I have got a Google reader account--thanks to Jane, with a bunch of 13 Things-related blogs, as well as Andrew Revkin (environmental blogger from the New York Times), Radio Scotland, and Kathy Guttosch (hs friend).

Here's the issue, friends. Am I worried that information will occur, and I won't be there to learn it? Or am I tired of, say, checking Kathy's blog every week or so (I don't, and anyhow she posts new entries on Facebook) to see if she's added anything? Or do I want one more way to keep up with Gavin's wonderfully-titled "Desperately Random" blog?

Well, if the answer to any of the above questions was yes, Google Reader would be the answer to my prayers.
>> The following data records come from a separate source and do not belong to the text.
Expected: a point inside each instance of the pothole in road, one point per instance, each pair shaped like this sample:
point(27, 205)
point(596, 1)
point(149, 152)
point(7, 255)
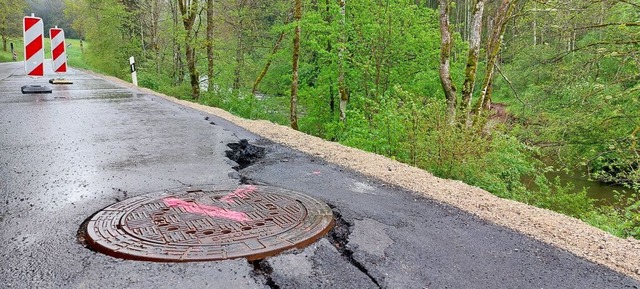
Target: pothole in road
point(244, 153)
point(252, 222)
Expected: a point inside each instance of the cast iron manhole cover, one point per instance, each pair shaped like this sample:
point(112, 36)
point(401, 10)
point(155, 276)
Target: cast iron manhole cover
point(201, 225)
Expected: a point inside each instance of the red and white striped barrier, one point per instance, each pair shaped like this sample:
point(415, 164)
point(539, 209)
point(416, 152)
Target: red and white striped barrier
point(58, 50)
point(33, 29)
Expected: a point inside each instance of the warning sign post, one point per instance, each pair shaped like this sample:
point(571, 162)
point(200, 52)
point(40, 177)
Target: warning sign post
point(33, 29)
point(58, 55)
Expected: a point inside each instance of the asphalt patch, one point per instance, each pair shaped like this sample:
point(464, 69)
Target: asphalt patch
point(244, 154)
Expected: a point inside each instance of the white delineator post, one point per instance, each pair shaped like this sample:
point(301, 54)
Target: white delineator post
point(33, 29)
point(134, 75)
point(58, 50)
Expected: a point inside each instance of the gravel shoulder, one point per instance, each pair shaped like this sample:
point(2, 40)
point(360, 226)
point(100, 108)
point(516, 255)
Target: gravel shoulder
point(567, 233)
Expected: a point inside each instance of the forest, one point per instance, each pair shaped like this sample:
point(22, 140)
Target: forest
point(502, 95)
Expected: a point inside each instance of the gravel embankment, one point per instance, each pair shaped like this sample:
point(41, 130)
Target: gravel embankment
point(570, 234)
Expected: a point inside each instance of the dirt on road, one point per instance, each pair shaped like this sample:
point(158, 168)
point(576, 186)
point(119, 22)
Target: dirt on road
point(567, 233)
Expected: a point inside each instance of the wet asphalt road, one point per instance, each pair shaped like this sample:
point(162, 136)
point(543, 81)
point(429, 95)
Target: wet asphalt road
point(66, 155)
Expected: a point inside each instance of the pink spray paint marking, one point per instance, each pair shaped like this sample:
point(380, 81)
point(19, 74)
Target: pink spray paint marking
point(206, 210)
point(240, 193)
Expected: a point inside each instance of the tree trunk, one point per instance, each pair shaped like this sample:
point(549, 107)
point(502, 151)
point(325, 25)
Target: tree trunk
point(268, 64)
point(472, 59)
point(237, 72)
point(210, 41)
point(344, 96)
point(275, 49)
point(445, 68)
point(493, 47)
point(297, 14)
point(189, 10)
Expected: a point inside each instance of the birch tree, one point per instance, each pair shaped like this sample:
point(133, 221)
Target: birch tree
point(297, 16)
point(189, 11)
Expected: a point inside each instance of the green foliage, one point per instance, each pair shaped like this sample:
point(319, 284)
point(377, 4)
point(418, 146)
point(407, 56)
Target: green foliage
point(578, 105)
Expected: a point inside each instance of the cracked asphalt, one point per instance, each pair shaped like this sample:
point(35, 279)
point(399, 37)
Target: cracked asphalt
point(68, 154)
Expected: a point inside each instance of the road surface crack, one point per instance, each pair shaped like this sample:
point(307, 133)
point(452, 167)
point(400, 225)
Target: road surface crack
point(244, 153)
point(339, 237)
point(264, 269)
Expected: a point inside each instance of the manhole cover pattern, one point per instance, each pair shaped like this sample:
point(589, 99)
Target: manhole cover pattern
point(201, 225)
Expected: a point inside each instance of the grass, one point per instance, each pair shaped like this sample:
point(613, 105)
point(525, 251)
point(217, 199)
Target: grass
point(75, 57)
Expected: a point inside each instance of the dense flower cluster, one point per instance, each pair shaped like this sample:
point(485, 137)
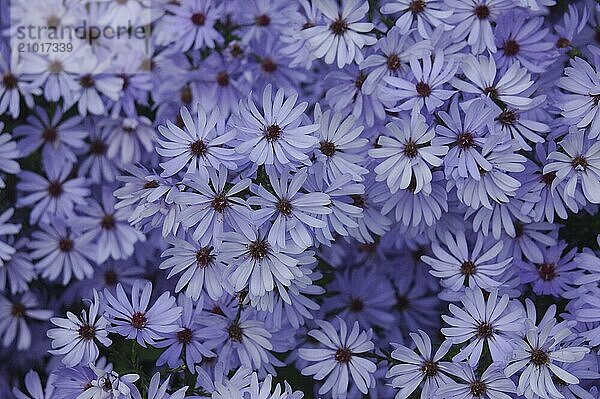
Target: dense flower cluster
point(303, 198)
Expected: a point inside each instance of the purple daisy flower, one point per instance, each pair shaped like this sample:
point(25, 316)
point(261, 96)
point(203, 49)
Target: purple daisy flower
point(342, 354)
point(276, 135)
point(197, 145)
point(132, 318)
point(294, 211)
point(425, 88)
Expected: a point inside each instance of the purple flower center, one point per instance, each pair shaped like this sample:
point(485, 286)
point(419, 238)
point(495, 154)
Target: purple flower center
point(468, 268)
point(273, 132)
point(198, 148)
point(139, 320)
point(198, 19)
point(579, 161)
point(484, 330)
point(258, 250)
point(10, 81)
point(547, 271)
point(393, 62)
point(429, 368)
point(423, 89)
point(508, 117)
point(327, 148)
point(465, 140)
point(338, 27)
point(185, 336)
point(539, 357)
point(235, 332)
point(86, 332)
point(343, 355)
point(411, 149)
point(204, 257)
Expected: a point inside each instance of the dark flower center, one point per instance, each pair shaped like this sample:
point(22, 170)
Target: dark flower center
point(185, 336)
point(86, 81)
point(356, 305)
point(258, 250)
point(273, 132)
point(186, 95)
point(539, 357)
point(477, 388)
point(393, 62)
point(268, 65)
point(360, 80)
point(97, 147)
point(10, 81)
point(482, 11)
point(547, 271)
point(284, 206)
point(423, 89)
point(198, 148)
point(65, 244)
point(55, 189)
point(468, 268)
point(139, 320)
point(465, 140)
point(579, 161)
point(111, 278)
point(563, 42)
point(402, 302)
point(338, 27)
point(87, 332)
point(491, 92)
point(416, 6)
point(151, 184)
point(262, 20)
point(358, 200)
point(204, 257)
point(18, 310)
point(343, 355)
point(198, 19)
point(222, 79)
point(429, 368)
point(236, 51)
point(327, 148)
point(485, 330)
point(548, 178)
point(235, 332)
point(50, 134)
point(108, 222)
point(410, 149)
point(511, 47)
point(508, 117)
point(219, 203)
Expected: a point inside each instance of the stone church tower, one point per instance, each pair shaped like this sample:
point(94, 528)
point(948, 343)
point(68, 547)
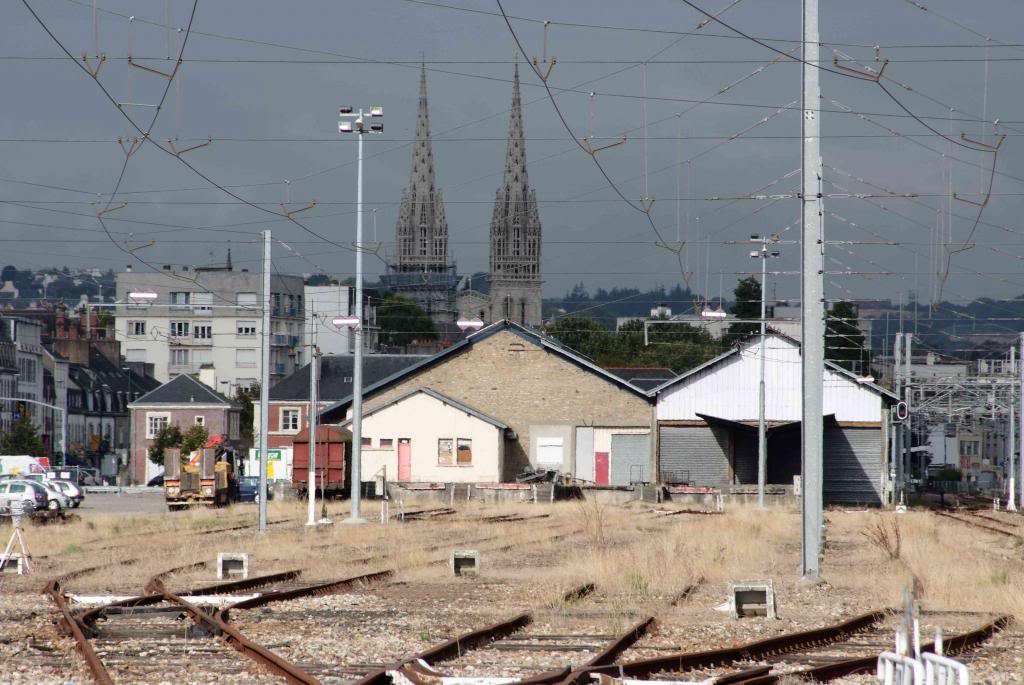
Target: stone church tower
point(515, 233)
point(421, 267)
Now, to the point of whether I would use it in a class. I'm not sure I would. The class would need to be one where keeping up with events hour-to-hour was important. Probably this is not true in a class like, say, Ancient and Medieval Political Theory. As for American politics classes, the potential is there, but here we must disabuse anyone out there who believes that political science is a class in current events. Political science teaches a language and approach for understanding political phenomena, which are better understood after they've been digested for awhile. As my writing colleague Paul Quirk once said when I complained that if you subscribe to the New York Times by post it comes a day late, "That might be better than getting it the same day. It would keep you from over-focusing on current events." (Paul said this in, like, 1992, so I don't mean to imply he's anti-RSS.) An RSS feed that gave us a blizzard of up-to-date blog posts might well distract us with ephemera, rather than help us learn the concepts that will serve us for a lifetime. Case in point: The news right now is full of the ethical troubles of Representatives Charles Rangel and Maxine Waters. Two months from now, no one will care.

And there's time to reflect. How do we reflect on anything, come to a deeper understanding of it--which is what I hope my students will do--if we're constantly bombarded with information?